The candidate will be responsible for security architecture and systems engineering supporting projects (primarily MFAMS, TITUS and JBlocks). The ISSO will provide guidance to the team to support system accreditation (IATT and ATO).  

ISSO tasks include:

• Develop and maintain System Security Plans (SSPs).


• Work with ISSM and DAOs to ensure systems obtain and maintain accreditation.


• Apply continuous monitoring techniques to evaluate the systems security posture


• Create tasking for developers and system administrators as changes and patching are required.


• Ensure security policies, practices, and procedures are implemented.

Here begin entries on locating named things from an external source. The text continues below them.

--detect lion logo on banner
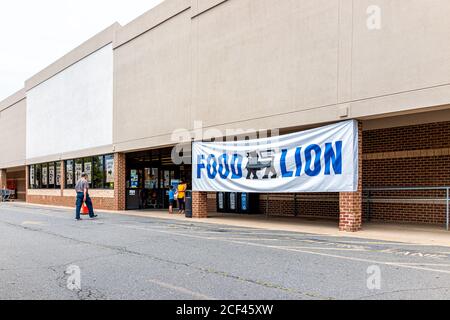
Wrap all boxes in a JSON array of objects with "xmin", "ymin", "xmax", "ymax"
[{"xmin": 246, "ymin": 150, "xmax": 277, "ymax": 180}]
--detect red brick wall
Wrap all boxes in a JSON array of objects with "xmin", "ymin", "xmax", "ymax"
[
  {"xmin": 363, "ymin": 122, "xmax": 450, "ymax": 224},
  {"xmin": 192, "ymin": 192, "xmax": 208, "ymax": 218},
  {"xmin": 114, "ymin": 153, "xmax": 126, "ymax": 210}
]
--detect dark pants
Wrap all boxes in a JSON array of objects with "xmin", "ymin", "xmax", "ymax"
[
  {"xmin": 178, "ymin": 199, "xmax": 186, "ymax": 211},
  {"xmin": 75, "ymin": 192, "xmax": 94, "ymax": 219}
]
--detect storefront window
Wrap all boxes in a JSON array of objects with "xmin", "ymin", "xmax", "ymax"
[
  {"xmin": 55, "ymin": 162, "xmax": 61, "ymax": 188},
  {"xmin": 35, "ymin": 164, "xmax": 41, "ymax": 189},
  {"xmin": 29, "ymin": 162, "xmax": 61, "ymax": 189},
  {"xmin": 74, "ymin": 159, "xmax": 83, "ymax": 183},
  {"xmin": 92, "ymin": 157, "xmax": 106, "ymax": 189},
  {"xmin": 66, "ymin": 155, "xmax": 114, "ymax": 189},
  {"xmin": 29, "ymin": 165, "xmax": 36, "ymax": 189},
  {"xmin": 104, "ymin": 155, "xmax": 114, "ymax": 189},
  {"xmin": 41, "ymin": 163, "xmax": 48, "ymax": 189},
  {"xmin": 48, "ymin": 162, "xmax": 55, "ymax": 189},
  {"xmin": 66, "ymin": 160, "xmax": 75, "ymax": 188},
  {"xmin": 83, "ymin": 157, "xmax": 93, "ymax": 188}
]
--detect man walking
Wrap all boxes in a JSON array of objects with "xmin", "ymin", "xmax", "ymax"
[{"xmin": 75, "ymin": 173, "xmax": 97, "ymax": 221}]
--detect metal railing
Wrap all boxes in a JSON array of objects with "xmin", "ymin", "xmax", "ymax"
[{"xmin": 363, "ymin": 187, "xmax": 450, "ymax": 231}]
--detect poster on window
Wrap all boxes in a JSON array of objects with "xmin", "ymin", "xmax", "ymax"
[
  {"xmin": 56, "ymin": 166, "xmax": 61, "ymax": 186},
  {"xmin": 84, "ymin": 162, "xmax": 92, "ymax": 181},
  {"xmin": 75, "ymin": 163, "xmax": 83, "ymax": 181},
  {"xmin": 105, "ymin": 159, "xmax": 114, "ymax": 183},
  {"xmin": 66, "ymin": 166, "xmax": 73, "ymax": 185},
  {"xmin": 192, "ymin": 121, "xmax": 358, "ymax": 193},
  {"xmin": 130, "ymin": 170, "xmax": 139, "ymax": 188},
  {"xmin": 42, "ymin": 167, "xmax": 47, "ymax": 186},
  {"xmin": 30, "ymin": 166, "xmax": 34, "ymax": 184},
  {"xmin": 48, "ymin": 166, "xmax": 55, "ymax": 185}
]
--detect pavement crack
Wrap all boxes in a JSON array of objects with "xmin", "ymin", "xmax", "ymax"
[{"xmin": 355, "ymin": 287, "xmax": 450, "ymax": 300}]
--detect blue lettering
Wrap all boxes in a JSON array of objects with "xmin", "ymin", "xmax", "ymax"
[
  {"xmin": 197, "ymin": 154, "xmax": 206, "ymax": 179},
  {"xmin": 207, "ymin": 154, "xmax": 217, "ymax": 179},
  {"xmin": 231, "ymin": 154, "xmax": 243, "ymax": 179},
  {"xmin": 325, "ymin": 141, "xmax": 342, "ymax": 175},
  {"xmin": 305, "ymin": 144, "xmax": 322, "ymax": 177},
  {"xmin": 219, "ymin": 153, "xmax": 230, "ymax": 179},
  {"xmin": 280, "ymin": 149, "xmax": 294, "ymax": 178},
  {"xmin": 295, "ymin": 147, "xmax": 303, "ymax": 177}
]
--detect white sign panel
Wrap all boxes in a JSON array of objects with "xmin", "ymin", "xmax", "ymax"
[{"xmin": 192, "ymin": 121, "xmax": 358, "ymax": 193}]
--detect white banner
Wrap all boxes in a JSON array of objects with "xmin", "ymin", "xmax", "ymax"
[{"xmin": 192, "ymin": 121, "xmax": 358, "ymax": 193}]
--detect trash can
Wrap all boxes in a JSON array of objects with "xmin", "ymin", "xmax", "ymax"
[
  {"xmin": 239, "ymin": 193, "xmax": 259, "ymax": 214},
  {"xmin": 185, "ymin": 191, "xmax": 192, "ymax": 218},
  {"xmin": 217, "ymin": 192, "xmax": 227, "ymax": 213},
  {"xmin": 227, "ymin": 192, "xmax": 239, "ymax": 213}
]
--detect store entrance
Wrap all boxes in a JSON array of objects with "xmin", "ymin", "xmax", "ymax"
[{"xmin": 126, "ymin": 148, "xmax": 192, "ymax": 210}]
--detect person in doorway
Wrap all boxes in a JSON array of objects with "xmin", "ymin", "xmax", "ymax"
[
  {"xmin": 139, "ymin": 188, "xmax": 148, "ymax": 209},
  {"xmin": 177, "ymin": 180, "xmax": 187, "ymax": 214},
  {"xmin": 75, "ymin": 172, "xmax": 97, "ymax": 221},
  {"xmin": 169, "ymin": 186, "xmax": 175, "ymax": 214}
]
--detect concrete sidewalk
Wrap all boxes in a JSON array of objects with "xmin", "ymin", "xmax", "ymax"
[{"xmin": 4, "ymin": 202, "xmax": 450, "ymax": 247}]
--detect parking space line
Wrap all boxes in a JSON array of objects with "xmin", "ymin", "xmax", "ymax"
[{"xmin": 147, "ymin": 279, "xmax": 217, "ymax": 300}]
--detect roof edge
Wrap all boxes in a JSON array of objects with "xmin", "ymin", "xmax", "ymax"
[
  {"xmin": 0, "ymin": 89, "xmax": 26, "ymax": 111},
  {"xmin": 25, "ymin": 22, "xmax": 122, "ymax": 91}
]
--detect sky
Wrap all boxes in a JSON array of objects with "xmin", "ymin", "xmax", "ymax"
[{"xmin": 0, "ymin": 0, "xmax": 163, "ymax": 101}]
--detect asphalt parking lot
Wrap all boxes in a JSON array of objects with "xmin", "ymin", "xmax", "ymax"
[{"xmin": 0, "ymin": 204, "xmax": 450, "ymax": 300}]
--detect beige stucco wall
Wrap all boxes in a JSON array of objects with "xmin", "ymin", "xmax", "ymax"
[
  {"xmin": 113, "ymin": 0, "xmax": 192, "ymax": 151},
  {"xmin": 113, "ymin": 0, "xmax": 450, "ymax": 151},
  {"xmin": 0, "ymin": 90, "xmax": 26, "ymax": 169}
]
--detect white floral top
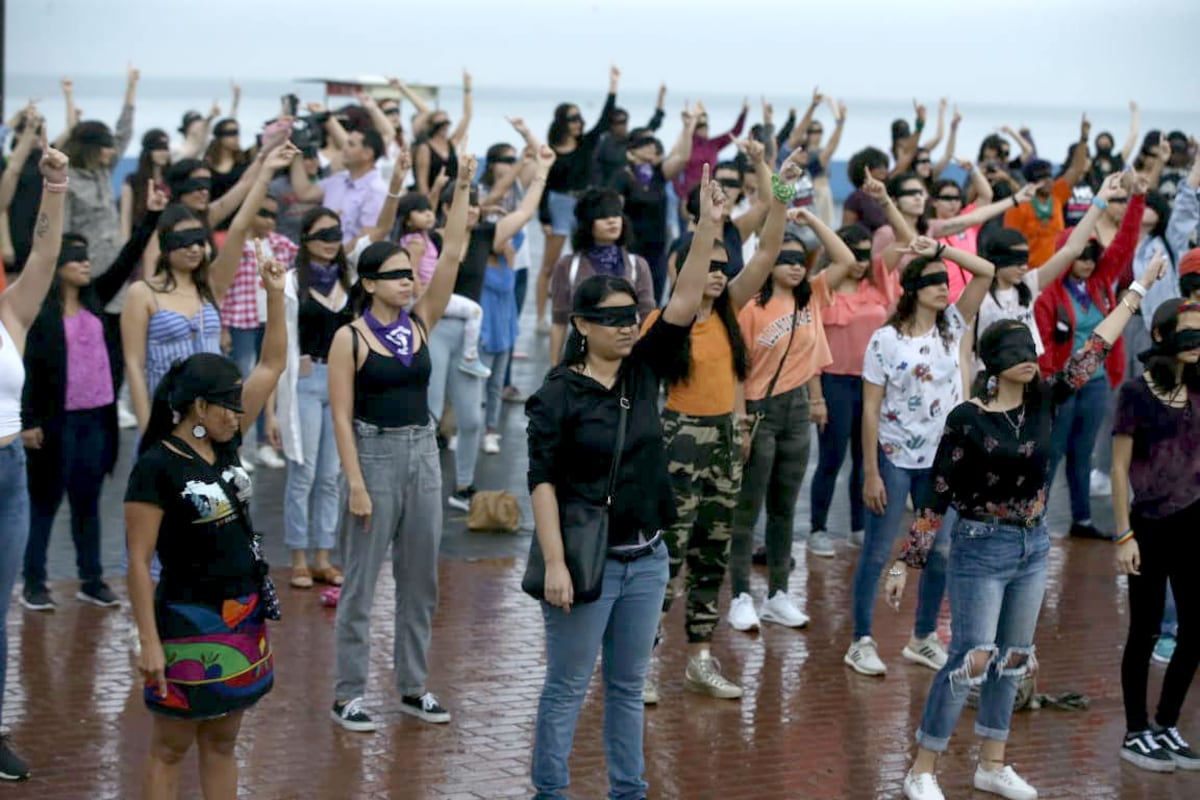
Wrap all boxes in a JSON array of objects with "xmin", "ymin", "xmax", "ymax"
[{"xmin": 863, "ymin": 306, "xmax": 966, "ymax": 469}]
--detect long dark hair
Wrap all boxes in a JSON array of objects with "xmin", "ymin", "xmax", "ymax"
[
  {"xmin": 563, "ymin": 275, "xmax": 637, "ymax": 367},
  {"xmin": 888, "ymin": 255, "xmax": 954, "ymax": 353},
  {"xmin": 154, "ymin": 203, "xmax": 217, "ymax": 306},
  {"xmin": 295, "ymin": 205, "xmax": 350, "ymax": 297},
  {"xmin": 664, "ymin": 240, "xmax": 750, "ymax": 384},
  {"xmin": 546, "ymin": 103, "xmax": 578, "ymax": 148},
  {"xmin": 138, "ymin": 353, "xmax": 241, "ymax": 456},
  {"xmin": 1138, "ymin": 299, "xmax": 1200, "ymax": 393}
]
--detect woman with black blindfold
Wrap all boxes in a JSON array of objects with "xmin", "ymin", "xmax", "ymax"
[
  {"xmin": 20, "ymin": 185, "xmax": 167, "ymax": 610},
  {"xmin": 526, "ymin": 167, "xmax": 726, "ymax": 800},
  {"xmin": 1112, "ymin": 297, "xmax": 1200, "ymax": 772},
  {"xmin": 886, "ymin": 256, "xmax": 1166, "ymax": 800},
  {"xmin": 328, "ymin": 156, "xmax": 479, "ymax": 732},
  {"xmin": 125, "ymin": 247, "xmax": 287, "ymax": 799},
  {"xmin": 121, "ymin": 144, "xmax": 298, "ymax": 431}
]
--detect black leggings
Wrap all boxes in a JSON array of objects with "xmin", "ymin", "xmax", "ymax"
[{"xmin": 1121, "ymin": 503, "xmax": 1200, "ymax": 732}]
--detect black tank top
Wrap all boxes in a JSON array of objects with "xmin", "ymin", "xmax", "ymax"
[{"xmin": 350, "ymin": 317, "xmax": 433, "ymax": 428}]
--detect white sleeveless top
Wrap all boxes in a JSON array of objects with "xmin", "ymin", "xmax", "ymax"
[{"xmin": 0, "ymin": 321, "xmax": 25, "ymax": 438}]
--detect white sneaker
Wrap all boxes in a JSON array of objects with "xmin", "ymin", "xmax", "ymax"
[
  {"xmin": 254, "ymin": 445, "xmax": 288, "ymax": 469},
  {"xmin": 808, "ymin": 530, "xmax": 835, "ymax": 559},
  {"xmin": 761, "ymin": 590, "xmax": 809, "ymax": 627},
  {"xmin": 904, "ymin": 772, "xmax": 946, "ymax": 800},
  {"xmin": 730, "ymin": 591, "xmax": 758, "ymax": 631},
  {"xmin": 976, "ymin": 764, "xmax": 1038, "ymax": 800},
  {"xmin": 900, "ymin": 631, "xmax": 949, "ymax": 669},
  {"xmin": 841, "ymin": 636, "xmax": 892, "ymax": 676}
]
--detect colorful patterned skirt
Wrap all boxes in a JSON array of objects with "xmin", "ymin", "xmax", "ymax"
[{"xmin": 144, "ymin": 593, "xmax": 275, "ymax": 720}]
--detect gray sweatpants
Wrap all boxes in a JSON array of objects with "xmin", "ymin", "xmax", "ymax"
[{"xmin": 334, "ymin": 421, "xmax": 442, "ymax": 702}]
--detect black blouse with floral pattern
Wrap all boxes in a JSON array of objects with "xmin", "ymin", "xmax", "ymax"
[{"xmin": 900, "ymin": 335, "xmax": 1112, "ymax": 569}]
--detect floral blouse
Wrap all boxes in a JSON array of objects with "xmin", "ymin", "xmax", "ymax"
[{"xmin": 900, "ymin": 335, "xmax": 1112, "ymax": 569}]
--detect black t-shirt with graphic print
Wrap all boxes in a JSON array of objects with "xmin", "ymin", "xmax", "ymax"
[{"xmin": 125, "ymin": 439, "xmax": 258, "ymax": 601}]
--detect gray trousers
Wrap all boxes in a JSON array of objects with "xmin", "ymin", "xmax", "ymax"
[{"xmin": 334, "ymin": 421, "xmax": 442, "ymax": 702}]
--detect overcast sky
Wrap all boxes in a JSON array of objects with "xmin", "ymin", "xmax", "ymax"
[{"xmin": 5, "ymin": 0, "xmax": 1200, "ymax": 109}]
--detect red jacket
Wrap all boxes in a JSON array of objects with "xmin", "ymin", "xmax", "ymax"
[{"xmin": 1033, "ymin": 194, "xmax": 1146, "ymax": 389}]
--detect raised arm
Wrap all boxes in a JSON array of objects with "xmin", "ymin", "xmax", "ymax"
[
  {"xmin": 450, "ymin": 70, "xmax": 472, "ymax": 149},
  {"xmin": 0, "ymin": 142, "xmax": 67, "ymax": 335},
  {"xmin": 724, "ymin": 150, "xmax": 804, "ymax": 308},
  {"xmin": 492, "ymin": 145, "xmax": 554, "ymax": 249},
  {"xmin": 1121, "ymin": 100, "xmax": 1141, "ymax": 166},
  {"xmin": 413, "ymin": 155, "xmax": 476, "ymax": 330},
  {"xmin": 1037, "ymin": 173, "xmax": 1124, "ymax": 291},
  {"xmin": 662, "ymin": 164, "xmax": 728, "ymax": 325}
]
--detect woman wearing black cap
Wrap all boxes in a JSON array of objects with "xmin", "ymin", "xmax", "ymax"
[
  {"xmin": 62, "ymin": 67, "xmax": 138, "ymax": 284},
  {"xmin": 125, "ymin": 244, "xmax": 287, "ymax": 798},
  {"xmin": 886, "ymin": 257, "xmax": 1163, "ymax": 800}
]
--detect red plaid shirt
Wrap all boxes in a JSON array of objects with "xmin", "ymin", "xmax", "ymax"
[{"xmin": 221, "ymin": 231, "xmax": 300, "ymax": 330}]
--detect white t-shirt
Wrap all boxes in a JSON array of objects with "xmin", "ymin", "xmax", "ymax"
[
  {"xmin": 976, "ymin": 270, "xmax": 1045, "ymax": 355},
  {"xmin": 863, "ymin": 306, "xmax": 966, "ymax": 469}
]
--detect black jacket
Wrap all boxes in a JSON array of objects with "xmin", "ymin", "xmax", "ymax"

• Track Plans of Actions and Milestones (POA&M)


• Review Audit Logs


• Perform Data transfers.

• Experience with:
  
  
  
  • The ICD 503/NIST 800-53 certification and accreditation process
  
  
  • The Risk Management Framework
  
  
  • Developing and maintaining SSPs
  
  
  • IAVA review and handling
  
  
  • Interpreting Security Scan results
  
  
  • Interfacing with System Administrators and Software Engineers
  
  
  • Task tracking systems (e.g. Jira, Redmine, ServiceNow)
  
  
  
  


• Understands:
  
  
  
  • Public Key Infrastructure-based authentication
  
  
  • A variety of security policies, especially within the IC
  
  
  • fundamentals of technical security risk assessment
  
  
  • Understands how to perform analysis of alternatives
  
  
  
  


• Able to clearly communicate ideas and status updates to management and other stakeholders.